The owners' taking a salary isn't really an issue. I believe the poster who brought it up did so as an (unlikely) example of how easy it is to disguise profit by trumping up expenses. A more likely scenario involves owners giving sweetheart deals to their other business holdings, like, say, Kraft overpaying the real estate arm of his holding group for the land for Patriot Place. The NFL Network is a huge source of potential odd accounting arrangements -- are teams getting full compensation for any stadium licensing rights they retain from the house network?
Essentially, what this comes down to, is that the NFL is trying to justify asking for the players to take a collective billion-dollar pay-cut by saying that under the previous CBA, their decline in profitability hurt their ability to reinvest in the growth of of their franchises and the NFL -- and they're asking the NFLPA to take their word that it's necessary.

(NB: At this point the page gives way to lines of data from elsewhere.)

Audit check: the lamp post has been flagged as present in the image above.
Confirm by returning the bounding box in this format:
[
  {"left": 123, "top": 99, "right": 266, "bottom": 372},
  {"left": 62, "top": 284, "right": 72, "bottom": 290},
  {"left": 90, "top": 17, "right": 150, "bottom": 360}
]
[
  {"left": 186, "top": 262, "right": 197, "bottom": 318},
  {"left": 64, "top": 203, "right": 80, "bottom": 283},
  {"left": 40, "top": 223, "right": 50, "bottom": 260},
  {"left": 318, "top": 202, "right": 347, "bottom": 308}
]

The problem is that the owners can't agree on how much more information to provide. I'd imagine that Kraft would readily hand over his books -- considering the way he's grown the NE Patriots from one of the league's least valuable teams to one of its most, he probably carries around his financial statements in his wallet the way a guy would pictures of his supermodel girlfriend or a big fish he caught. It's the teams like the Browns, Bengals, Bills, Niners, Lions, etc. who haven't done much to maximize other revenue streams that are dragging collective profitability numbers down who don't want the teams' books released, because it will become apparent that they haven't been attempting to reinvest in the growth of their franchises since long before the last CBA was signed.
Essentially, what you have are deadbeat owners who want a handout from the league to do what the Snyders, Krafts, Jones and Johnsons have been doing all along, and the non-deadbeat owners don't want to pony it up by bringing more revenue streams into the profit sharing system, so instead, the owners, collectively, are trying to head off internal arguments by getting the money back from the players.